La Commission de discipline sera prochainement réunie afin d’examiner individuellement chacun des dossiers. Les adhérents concernés pourront présenter leurs observations ainsi que les éléments qu’ils jugeront utiles à leur défense.
Préserver l’image de la profession
L’UNIS justifie ces mesures par la nécessité de préserver « l’image, la réputation et les intérêts collectifs de l’organisation », ainsi que « la confiance accordée à la profession immobilière ».
Le syndicat rappelle également son attachement aux principes de probité, de responsabilité, de déontologie et d’exemplarité, qu’il présente comme les fondements des métiers de l’immobilier.
Dans son communiqué, l’organisation souligne vouloir concilier « le respect des droits de chacun avec l’impératif de protection de l’intérêt collectif et de l’honneur de la profession ».

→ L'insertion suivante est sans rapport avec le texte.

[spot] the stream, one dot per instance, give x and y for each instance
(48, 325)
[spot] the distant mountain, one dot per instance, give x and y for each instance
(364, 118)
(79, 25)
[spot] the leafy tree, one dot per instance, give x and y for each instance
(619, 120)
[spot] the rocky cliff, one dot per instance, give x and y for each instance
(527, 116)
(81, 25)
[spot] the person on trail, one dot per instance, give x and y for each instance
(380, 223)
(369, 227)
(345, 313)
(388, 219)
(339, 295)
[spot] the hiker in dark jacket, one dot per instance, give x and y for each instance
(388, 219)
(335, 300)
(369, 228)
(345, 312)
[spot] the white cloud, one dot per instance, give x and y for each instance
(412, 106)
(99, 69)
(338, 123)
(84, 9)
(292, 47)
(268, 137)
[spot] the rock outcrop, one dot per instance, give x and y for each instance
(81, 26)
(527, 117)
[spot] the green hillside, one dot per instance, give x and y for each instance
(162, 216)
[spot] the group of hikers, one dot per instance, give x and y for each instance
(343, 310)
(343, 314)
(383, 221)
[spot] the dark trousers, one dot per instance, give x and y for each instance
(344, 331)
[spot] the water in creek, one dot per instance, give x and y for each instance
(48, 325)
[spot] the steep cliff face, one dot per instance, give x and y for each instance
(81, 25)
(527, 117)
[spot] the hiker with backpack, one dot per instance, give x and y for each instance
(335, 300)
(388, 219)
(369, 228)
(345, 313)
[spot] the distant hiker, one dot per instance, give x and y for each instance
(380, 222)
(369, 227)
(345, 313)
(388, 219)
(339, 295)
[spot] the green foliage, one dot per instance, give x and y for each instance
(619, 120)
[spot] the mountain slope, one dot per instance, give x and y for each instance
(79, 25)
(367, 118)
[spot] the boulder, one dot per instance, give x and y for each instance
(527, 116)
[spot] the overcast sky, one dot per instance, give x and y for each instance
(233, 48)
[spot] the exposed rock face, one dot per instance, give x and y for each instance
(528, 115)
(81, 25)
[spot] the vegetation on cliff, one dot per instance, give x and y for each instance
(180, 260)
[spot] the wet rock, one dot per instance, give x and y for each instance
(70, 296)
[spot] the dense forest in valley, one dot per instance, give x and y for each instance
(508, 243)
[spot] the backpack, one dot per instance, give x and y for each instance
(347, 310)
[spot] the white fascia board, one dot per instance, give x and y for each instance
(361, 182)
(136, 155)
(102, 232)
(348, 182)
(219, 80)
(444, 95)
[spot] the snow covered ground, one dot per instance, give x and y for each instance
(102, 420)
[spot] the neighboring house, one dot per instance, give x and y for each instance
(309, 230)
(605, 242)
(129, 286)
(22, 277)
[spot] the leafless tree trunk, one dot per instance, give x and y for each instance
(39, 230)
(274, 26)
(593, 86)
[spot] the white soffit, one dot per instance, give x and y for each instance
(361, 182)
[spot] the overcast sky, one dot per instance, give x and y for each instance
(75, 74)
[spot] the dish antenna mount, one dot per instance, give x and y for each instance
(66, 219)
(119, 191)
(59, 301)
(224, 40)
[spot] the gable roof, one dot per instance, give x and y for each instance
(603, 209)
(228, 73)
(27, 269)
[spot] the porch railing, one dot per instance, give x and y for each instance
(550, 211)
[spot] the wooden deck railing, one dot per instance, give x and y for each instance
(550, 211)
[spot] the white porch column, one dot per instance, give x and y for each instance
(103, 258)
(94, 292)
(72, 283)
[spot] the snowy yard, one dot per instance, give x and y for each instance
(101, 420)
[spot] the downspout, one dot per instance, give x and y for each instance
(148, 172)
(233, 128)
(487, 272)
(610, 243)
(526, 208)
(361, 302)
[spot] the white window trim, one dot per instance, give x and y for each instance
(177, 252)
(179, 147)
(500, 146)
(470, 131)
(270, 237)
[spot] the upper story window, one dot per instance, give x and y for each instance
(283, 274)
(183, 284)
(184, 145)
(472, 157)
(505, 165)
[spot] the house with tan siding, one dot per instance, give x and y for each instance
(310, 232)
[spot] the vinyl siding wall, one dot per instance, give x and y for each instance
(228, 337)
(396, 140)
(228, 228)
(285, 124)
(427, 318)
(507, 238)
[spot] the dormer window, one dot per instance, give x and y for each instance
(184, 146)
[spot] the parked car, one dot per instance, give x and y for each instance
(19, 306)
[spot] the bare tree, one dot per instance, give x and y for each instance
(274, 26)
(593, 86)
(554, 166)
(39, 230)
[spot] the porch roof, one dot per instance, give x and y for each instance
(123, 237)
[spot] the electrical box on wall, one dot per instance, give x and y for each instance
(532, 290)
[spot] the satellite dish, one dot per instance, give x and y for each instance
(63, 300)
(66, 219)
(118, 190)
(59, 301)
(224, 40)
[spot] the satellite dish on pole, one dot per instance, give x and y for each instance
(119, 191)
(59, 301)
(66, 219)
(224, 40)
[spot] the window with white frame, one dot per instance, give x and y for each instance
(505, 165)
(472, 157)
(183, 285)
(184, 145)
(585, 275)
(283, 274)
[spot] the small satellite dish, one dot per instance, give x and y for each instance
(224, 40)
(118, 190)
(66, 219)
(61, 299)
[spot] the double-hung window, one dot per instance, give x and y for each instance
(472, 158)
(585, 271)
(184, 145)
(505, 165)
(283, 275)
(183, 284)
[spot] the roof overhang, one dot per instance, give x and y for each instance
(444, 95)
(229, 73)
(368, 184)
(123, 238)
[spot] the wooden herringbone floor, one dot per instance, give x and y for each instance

Une affaire judiciaire toujours en cours
L’enquête ouverte il y a quatre ans porte sur des avantages accordés par plusieurs entreprises du bâtiment à des syndics de copropriété intervenant dans les immeubles qu’ils administrent. Selon les enquêteurs, ces avantages prennent notamment la forme de voyages, d’événements sportifs ou de repas, pour un montant estimé à plus de deux millions d’euros.
La majorité des personnes mises en cause a choisi la procédure de CRPC. En revanche, l’un des deux entrepreneurs poursuivis a refusé cette procédure et doit être renvoyé devant le tribunal correctionnel de Nice.
Ce futur procès donnera lieu à des débats publics sur les faits reprochés et sur le cadre juridique applicable aux relations entre syndics et entreprises prestataires.